Health Impact News Editor Comments:
One of the truly exciting new frontiers in nutrition therapy is the study of the high-fat low-carb ketogenic diet, especially in relation to preventing and curing cancer. The ketogenic diet as a therapeutic diet is not new. It has been around at least since the 1920s, when researchers at Johns Hopkins discovered that the diet could cure some children from epileptic seizures where drugs had failed.
In 2013 we published a few stories highlighting new research showing the ketogenic diet’s value to cancer patients:
Study: Ketogenic Diet and Hyperbaric Oxygen Therapy Stops Cancer
Ketogenic Diet in Combination with Calorie Restriction and Hyperbaric Treatment Offer New Hope in Quest for Non-Toxic Cancer Treatment
The Benefits of a Ketogenic Diet and its Role in Cancer Treatment
Using the Ketogenic Diet to Heal Brain Tumors
Starving Cancer: The High-fat Ketogenic Diet
Many of these studies are looking at not only the ketogenic diet, but also the concept of intermittent fasting or calorie restriction. These are beneficial aspects to study, as generally they cannot be mimicked by drugs.
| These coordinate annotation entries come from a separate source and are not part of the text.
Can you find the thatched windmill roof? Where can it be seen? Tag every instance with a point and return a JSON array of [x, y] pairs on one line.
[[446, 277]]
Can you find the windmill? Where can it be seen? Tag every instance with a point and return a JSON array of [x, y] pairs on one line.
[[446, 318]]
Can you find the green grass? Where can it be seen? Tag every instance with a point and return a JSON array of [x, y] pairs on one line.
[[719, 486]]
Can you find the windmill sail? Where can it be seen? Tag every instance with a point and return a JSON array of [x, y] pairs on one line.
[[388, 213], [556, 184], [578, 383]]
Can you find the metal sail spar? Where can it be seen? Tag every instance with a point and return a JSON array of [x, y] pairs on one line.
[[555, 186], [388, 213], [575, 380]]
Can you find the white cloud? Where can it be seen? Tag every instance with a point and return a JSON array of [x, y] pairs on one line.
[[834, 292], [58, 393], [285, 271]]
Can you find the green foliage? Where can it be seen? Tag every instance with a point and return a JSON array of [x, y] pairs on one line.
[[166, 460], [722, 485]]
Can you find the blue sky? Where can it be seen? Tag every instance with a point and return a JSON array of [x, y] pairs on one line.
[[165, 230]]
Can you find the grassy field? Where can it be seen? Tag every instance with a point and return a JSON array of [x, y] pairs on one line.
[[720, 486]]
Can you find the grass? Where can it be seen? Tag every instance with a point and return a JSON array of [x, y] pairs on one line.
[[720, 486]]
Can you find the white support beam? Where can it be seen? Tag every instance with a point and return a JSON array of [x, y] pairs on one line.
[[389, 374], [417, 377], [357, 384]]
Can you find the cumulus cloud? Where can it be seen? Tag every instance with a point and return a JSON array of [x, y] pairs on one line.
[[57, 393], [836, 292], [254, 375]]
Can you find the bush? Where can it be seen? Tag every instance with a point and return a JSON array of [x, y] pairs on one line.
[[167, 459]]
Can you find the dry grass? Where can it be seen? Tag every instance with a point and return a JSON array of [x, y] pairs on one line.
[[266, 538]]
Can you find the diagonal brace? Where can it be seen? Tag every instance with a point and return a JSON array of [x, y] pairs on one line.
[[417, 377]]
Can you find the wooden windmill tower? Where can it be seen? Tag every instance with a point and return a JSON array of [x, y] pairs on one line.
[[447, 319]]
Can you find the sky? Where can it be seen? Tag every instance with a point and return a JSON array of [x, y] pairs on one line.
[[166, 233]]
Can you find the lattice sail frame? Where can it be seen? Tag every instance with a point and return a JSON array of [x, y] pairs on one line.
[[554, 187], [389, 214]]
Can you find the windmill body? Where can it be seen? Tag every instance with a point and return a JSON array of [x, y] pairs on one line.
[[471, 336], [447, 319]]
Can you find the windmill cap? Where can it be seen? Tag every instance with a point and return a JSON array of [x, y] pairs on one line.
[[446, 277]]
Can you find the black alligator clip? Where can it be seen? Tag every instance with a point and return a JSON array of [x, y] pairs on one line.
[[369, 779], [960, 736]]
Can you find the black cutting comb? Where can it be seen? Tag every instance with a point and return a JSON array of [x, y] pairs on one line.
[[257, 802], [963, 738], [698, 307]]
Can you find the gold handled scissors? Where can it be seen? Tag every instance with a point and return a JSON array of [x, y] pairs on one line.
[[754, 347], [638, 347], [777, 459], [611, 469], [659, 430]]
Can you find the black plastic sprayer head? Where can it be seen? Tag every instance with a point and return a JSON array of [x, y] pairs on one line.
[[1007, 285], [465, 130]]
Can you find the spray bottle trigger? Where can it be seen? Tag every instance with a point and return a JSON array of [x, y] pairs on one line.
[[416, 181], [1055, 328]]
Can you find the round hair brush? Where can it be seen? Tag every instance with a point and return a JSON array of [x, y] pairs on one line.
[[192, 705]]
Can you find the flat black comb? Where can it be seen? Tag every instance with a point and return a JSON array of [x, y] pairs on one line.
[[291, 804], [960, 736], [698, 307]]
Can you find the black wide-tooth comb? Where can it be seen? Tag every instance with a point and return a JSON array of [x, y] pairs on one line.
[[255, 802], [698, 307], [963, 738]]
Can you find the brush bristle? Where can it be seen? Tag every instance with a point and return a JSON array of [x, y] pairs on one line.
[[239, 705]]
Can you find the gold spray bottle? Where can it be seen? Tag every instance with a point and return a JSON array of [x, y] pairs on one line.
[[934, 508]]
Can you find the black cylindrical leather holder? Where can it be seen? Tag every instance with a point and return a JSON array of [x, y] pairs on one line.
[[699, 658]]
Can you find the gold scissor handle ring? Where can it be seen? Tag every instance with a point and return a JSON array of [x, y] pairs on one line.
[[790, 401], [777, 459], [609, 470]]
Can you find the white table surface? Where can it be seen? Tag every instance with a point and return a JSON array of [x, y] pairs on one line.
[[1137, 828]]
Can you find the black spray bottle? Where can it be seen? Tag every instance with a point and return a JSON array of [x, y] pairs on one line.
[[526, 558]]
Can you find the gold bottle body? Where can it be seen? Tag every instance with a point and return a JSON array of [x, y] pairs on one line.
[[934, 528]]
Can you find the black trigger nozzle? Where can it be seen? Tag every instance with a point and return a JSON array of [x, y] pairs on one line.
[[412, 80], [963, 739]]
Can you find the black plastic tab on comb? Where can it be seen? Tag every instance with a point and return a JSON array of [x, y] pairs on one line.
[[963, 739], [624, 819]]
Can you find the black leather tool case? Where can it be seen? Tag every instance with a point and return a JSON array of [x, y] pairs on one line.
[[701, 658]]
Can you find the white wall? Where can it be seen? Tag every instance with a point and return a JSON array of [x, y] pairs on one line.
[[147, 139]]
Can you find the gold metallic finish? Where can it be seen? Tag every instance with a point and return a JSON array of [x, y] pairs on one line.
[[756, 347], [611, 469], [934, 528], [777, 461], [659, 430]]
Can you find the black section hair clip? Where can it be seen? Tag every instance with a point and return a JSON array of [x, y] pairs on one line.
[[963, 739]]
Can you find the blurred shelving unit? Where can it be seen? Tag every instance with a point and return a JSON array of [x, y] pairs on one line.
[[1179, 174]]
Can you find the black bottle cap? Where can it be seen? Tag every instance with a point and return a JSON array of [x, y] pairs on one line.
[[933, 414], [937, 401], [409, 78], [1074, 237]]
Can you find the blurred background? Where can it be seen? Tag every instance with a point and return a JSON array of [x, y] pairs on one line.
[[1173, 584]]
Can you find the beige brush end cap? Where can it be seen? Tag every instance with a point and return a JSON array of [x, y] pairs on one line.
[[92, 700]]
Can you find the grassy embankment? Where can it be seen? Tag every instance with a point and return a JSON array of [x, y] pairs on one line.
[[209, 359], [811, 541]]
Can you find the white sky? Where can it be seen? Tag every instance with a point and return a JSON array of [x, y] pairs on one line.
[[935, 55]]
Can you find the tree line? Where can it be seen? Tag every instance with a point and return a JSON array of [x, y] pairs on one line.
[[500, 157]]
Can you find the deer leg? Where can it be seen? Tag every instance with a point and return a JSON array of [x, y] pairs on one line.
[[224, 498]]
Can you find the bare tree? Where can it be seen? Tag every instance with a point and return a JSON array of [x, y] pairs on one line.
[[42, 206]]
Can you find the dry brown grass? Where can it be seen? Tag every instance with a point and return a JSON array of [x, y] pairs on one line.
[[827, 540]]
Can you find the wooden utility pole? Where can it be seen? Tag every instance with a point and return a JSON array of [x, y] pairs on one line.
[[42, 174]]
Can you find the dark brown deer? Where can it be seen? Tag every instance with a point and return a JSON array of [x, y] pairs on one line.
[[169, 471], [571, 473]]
There are indications that the way the ketogenic diet produces “ketones”, or the “ketogenic effect”, is being studied in order to produce pharmaceutical products (drugs or vaccines) that can mimic the same effect. With years of experience now documented in using the ketogenic diet with children suffering from seizures, one of the most common complaints is that the diet is difficult to adhere to, as the child has to abstain from refined carbohydrates and typical childhood sweets such as cakes and candies. The reasoning is that a drug would make life more bearable instead of following such a strict diet.
I am very encouraged by this recent study, published in January 2014, looking at the ketogenic diet and intermittent fasting as an adjunct nutritional therapy to be administered to cancer patients undergoing standard radiation therapy in cancer treatment. The study provides “dietary interventions” to be used along side “radiotherapy”. Therefore, this is not really a study that lends itself to developing more pharmaceutical drugs. However, will physicians in the allopathic medical field seriously consider rigorous diet therapy?
Of course, there are plenty of cancer therapies that are effective and non-toxic, but they are not covered by insurance companies in the U.S., and most of them are not approved by the FDA, so one must go south of the border into Mexico or travel to another country to receive the best non-toxic cancer therapies. (See: Cancer – The Forbidden Cures and Why Medicine Won’t Allow Cancer to Be Cured)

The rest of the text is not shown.